Ingredients
Serves 4, if no one is really hungry that day.
| Ingredient | Quantity |
|---|---|
| Rice | 2 cups |
| Water | 4 cups + enough to cover the chicken. |
| Chicken Thighs | 6 |
| Baby Carrots | Some? Feel this one out. Could also chop carrots into small pieces. |
| Onion | 1 medium |
| Salt | To taste. |
| Pepper | To taste. |
| Butter | Also some? |
| Thyme | To taste. |
| Heavy Cream | A splash |
Directions
Make the rice at the same time you start frying the chicken and onion. It should time out pretty well so the rice is done just before the chicken is.
- Debone and deskin the chicken thighs. I like this method from Adam Ragusea.
- Chop the thighs in small-ish pieces. Bite sized, perhaps.
- Dice an onion, and throw it and the thigh pieces in a pan with some butter.
- Salt and pepper the chicken.
- Put the stove on medium and mix everything around, melting the butter and getting everything covered.
- Ideally, leave everything sitting for a moment to get some browning on the chicken pieces. Not sure if the temperature for that would burn the butter, but browning is good if you can get it.
- Once all the chicken has pretty well been cooked, just barely cover everything with water. Throw in the baby carrots, or small carrot chunks, and cover.
- Lower the heat to medium-low and leave covered, stirring occasionally, for ~20 minutes.
- Once the carrots are tender and the chicken has been cooked all the way through, add in a splash of heavy cream, enough to colour the broth and thicken it a bit.
- Add in some thyme, and continue to season to taste. Remember that the broth is meant to flavour a bunch of plain rice, so it should be pretty strong.
Notes
- This whole recipe is just me riffing on this Adam Ragusea video, you can basically just follow that, but it’s also just him riffing so who knows ¯\_(ツ)_/¯
- In general if you’re uncertain about a technique in this recipe, reference that video. It was my guide.
- When I made this the first time, I also had a pan sauce I’d made the previous day after cooking more chicken thighs. I threw this in, and it definitely enhanced the flavour, but it probably isn’t necessary, especially if you can get some browning on the thighs when you cook them and deglaze with the water, the effect should be the same.
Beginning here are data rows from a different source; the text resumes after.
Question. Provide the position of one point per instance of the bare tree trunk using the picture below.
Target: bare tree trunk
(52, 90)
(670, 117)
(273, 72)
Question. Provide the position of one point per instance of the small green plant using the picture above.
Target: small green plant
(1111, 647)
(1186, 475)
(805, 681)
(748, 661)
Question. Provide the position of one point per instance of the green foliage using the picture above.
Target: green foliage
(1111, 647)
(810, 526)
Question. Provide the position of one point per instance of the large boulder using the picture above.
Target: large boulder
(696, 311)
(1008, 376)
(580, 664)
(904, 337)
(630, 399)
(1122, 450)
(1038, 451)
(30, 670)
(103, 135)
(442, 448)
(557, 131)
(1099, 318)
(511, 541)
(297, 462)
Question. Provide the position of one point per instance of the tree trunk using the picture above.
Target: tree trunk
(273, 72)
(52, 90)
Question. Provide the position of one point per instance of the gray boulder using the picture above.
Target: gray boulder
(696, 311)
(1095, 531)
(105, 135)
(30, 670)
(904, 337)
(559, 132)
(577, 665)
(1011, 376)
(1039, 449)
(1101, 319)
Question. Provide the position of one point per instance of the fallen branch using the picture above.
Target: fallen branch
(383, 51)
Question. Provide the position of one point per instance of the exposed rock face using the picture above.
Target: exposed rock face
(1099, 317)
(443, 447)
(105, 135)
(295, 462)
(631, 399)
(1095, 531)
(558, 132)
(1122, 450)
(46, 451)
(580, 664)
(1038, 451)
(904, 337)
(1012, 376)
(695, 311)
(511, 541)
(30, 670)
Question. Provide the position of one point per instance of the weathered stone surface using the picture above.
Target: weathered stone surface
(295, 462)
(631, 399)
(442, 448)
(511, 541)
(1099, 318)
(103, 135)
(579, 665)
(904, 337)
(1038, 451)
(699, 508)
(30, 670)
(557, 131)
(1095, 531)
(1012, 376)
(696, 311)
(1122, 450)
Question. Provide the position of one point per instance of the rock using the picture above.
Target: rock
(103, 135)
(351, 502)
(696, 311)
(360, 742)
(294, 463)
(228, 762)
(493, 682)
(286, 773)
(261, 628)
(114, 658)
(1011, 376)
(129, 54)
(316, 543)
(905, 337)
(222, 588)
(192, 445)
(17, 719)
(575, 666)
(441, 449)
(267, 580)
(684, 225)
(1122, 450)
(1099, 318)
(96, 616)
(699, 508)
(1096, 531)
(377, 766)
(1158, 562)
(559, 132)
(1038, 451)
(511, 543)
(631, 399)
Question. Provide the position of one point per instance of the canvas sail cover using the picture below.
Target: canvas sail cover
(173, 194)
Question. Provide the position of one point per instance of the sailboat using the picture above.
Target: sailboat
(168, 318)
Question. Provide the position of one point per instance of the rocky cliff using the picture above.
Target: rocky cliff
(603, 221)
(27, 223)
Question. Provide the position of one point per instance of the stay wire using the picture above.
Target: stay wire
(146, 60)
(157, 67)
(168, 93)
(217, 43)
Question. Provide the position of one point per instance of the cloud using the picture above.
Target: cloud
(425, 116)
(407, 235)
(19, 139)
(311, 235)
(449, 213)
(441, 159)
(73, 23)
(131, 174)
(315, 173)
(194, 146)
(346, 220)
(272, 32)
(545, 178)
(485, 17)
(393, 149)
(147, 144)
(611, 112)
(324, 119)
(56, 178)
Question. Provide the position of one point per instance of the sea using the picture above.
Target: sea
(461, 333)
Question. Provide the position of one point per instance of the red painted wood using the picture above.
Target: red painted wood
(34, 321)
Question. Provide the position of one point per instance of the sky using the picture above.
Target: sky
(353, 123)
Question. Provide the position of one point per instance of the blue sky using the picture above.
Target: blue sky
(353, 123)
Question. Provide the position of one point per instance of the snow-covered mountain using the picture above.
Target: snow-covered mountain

- I also probably could have made the broth a touch stronger, particularly with the thyme. I opened it to smell it and it smelled really strong, so in my inexperience with it I probably undershot it.
- Also, this goes for taking bones out of chicken thighs in general, but definitely save those for a soup/stew in the future. Braising them in the oven and making a broth from them can go a long way.